A parabola is a unique curve where every point is equidistant from a specific point, called the focus, and a line called the directrix. A key component of a parabola is its vertex. The vertex is the point where the parabola changes direction and can be seen as the "tip" or "peak" of the curve.
For a simple upward or downward opening parabola in the standard form \(x^2 = 4py\):

• The vertex is located at (0, 0).
• The equation highlights that the x-term is square, meaning the curve is symmetrical about the y-axis.

In the given exercise, the vertex is at the origin because the parabola takes the form \(x^2 = 4py\) with symmetric properties around the origin. The vertex is significant because it provides a reference point for understanding the parabola's other parts, like the focus and directrix.

The focus of a parabola is a fixed point that, along with the directrix, helps in defining the shape and position of the parabola.

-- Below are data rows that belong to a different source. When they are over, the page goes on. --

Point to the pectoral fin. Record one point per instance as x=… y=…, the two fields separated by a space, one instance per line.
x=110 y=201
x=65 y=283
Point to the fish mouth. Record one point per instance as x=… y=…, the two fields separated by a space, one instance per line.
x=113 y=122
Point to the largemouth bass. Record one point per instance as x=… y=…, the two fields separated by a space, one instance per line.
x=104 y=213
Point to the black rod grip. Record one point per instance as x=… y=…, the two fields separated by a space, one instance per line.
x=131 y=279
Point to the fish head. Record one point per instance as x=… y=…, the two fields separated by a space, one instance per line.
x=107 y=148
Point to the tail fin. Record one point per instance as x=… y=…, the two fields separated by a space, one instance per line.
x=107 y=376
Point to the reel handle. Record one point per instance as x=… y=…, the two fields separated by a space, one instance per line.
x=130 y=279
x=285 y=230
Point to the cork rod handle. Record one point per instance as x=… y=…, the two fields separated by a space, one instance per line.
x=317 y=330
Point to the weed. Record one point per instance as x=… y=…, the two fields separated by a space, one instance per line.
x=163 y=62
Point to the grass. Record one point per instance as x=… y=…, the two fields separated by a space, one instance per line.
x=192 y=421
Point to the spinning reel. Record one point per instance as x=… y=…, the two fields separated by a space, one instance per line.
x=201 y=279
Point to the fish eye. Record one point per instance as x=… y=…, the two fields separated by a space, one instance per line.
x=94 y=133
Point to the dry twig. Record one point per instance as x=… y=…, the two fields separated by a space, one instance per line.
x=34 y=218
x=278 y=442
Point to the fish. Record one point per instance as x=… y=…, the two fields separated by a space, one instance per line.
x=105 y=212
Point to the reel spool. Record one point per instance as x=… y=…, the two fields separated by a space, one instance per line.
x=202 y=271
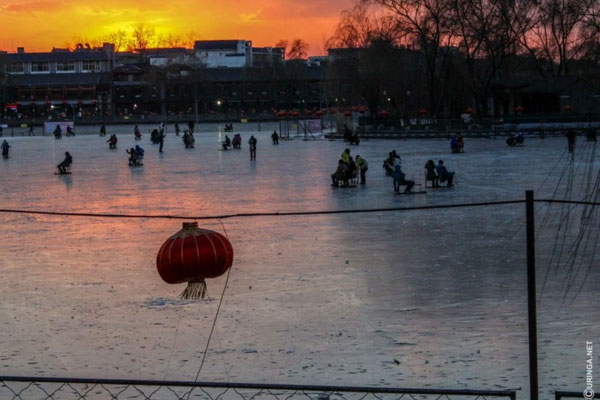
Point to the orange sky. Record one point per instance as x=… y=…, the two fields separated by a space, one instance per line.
x=38 y=25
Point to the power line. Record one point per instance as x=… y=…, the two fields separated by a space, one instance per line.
x=263 y=214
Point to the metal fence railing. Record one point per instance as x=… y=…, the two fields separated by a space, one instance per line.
x=22 y=388
x=558 y=395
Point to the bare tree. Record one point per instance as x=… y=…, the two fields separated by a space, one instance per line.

Every point on the parabola is equidistant from the focus and the directrix.

• The location of the focus directly impacts how "narrow" or "wide" the parabola appears.
• For a parabola expressed as \(x^2 = 4py\), the focus is located at the point (0, p) when the vertex is at the origin.

In our exercise, since \(p = -\frac{3}{2}\), the focus of the parabola is at (0, -\frac{3}{2}). This means the focus is situated below the vertex, indicating the parabola opens downward. The focus helps in understanding the direction in which the parabola opens and is crucial for sketching its precise shape.

The directrix is an essential component associated with parabolas, providing a line reference against which distances are measured to define the shape. The directrix is a straight line, and its relationship with the focus is what determines how the parabola forms.

• It is a horizontal line that lies opposite to the direction in which the parabola opens, in relation to the vertex.
• For our standard form \(x^2 = 4py\), the directrix is located at \(y = -p\) when the vertex is at the origin.

For the given parabola, with \(p = -\frac{3}{2}\), the directrix is calculated as \(y = \frac{3}{2}\). This implies the directrix is above the vertex of the parabola. By situating this line opposite the focus, the directrix helps mark the boundary that balances the equidistant property from any point on the parabola to both the focus and the directrix.

The standard form of a parabola is a way of expressing its equation that makes identifying the vertex, focus, and directrix straightforward. It simplifies the understanding and manipulation of the parabola's properties.

• The standard form for a vertical parabola is \(x^2 = 4py\).
• The value of \(p\) indicates the distance between the vertex and the focus, as well as the vertex and the directrix.

In the context of the given exercise, the equation \(x^2 + 6y = 0\) becomes \(x^2 = -6y\) when rearranged, which fits into the standard form \(x^2 = 4py\) with \(4p = -6\). Thus, \(p = -\frac{3}{2}\), influencing the parabola's shape and direction. The standard form is particularly useful because once an equation is in this format, identifying the critical components of the parabola becomes a straightforward task.